Progress:
Let $p$ be a prime such that $p≡1$ (mod 6) then $2p-2$ can be written uniquely (up to the order of addends) as the sum of some consecutive prime numbers.
These are first ten examples:
$$2⋅7-2=12=5+7$$ $$2⋅13-2=24=11+13$$ $$2⋅19-2=36=17+19$$ $$2⋅31-2=60=29+31$$ $$2⋅37-2=72=5+7+11+13+17+19$$ $$2⋅43-2=84=41+43$$ $$2⋅61-2=120=59+61$$ $$2⋅67-2=132=13+17+19+23+29+31$$ $$2⋅73-2=144=71+73$$ $$2⋅79-2=156=17+19+23+29+31+37$$
I don't even have the slightest idea that how and from where to start the proof. Hope you guys can help me.

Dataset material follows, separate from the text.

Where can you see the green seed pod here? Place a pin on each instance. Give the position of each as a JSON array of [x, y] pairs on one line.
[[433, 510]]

Thanks in advance.
Let's try the next prime that is $1 \pmod{6}$, i.e. $p = 97$.
We want either $2$ or $6$ consecutive primes which sum to $2 \cdot 97 - 2 = 192$.

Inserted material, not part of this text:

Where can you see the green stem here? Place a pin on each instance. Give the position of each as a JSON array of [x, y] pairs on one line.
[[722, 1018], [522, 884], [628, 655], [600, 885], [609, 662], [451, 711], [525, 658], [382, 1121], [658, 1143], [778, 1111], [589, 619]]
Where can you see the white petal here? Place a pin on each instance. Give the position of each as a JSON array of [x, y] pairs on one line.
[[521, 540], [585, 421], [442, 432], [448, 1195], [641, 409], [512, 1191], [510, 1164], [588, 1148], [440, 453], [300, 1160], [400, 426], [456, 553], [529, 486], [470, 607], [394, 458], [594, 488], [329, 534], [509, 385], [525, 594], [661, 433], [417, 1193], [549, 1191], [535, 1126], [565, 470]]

Since $89,97,101$ are consecutive primes and $89+97 = 186 < 192 < 198 = 97+101$, we see that we cannot write $192$ as the sum of $2$ consecutive primes.

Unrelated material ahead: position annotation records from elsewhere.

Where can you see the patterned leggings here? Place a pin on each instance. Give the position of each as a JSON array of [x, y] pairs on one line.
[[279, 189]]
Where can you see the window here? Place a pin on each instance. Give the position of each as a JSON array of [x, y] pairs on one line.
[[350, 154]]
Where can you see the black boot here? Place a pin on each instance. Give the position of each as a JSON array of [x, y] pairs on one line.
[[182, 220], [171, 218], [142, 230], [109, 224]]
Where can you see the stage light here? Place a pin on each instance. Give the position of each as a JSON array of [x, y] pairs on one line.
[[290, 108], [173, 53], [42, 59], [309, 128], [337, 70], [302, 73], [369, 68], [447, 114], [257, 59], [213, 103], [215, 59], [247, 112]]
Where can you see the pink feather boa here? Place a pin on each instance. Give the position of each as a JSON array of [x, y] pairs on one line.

Since $19,23,29,31,37,41,43$ are consecutive primes and $19+23+29+31+37+41 = 180 < 192 < 204 = 23+29+31+37+41+43$, we see that we cannot write $192$ as the sum of $6$ consecutive primes.
Therefore, $p = 97$ is a counterexample to your conjecture.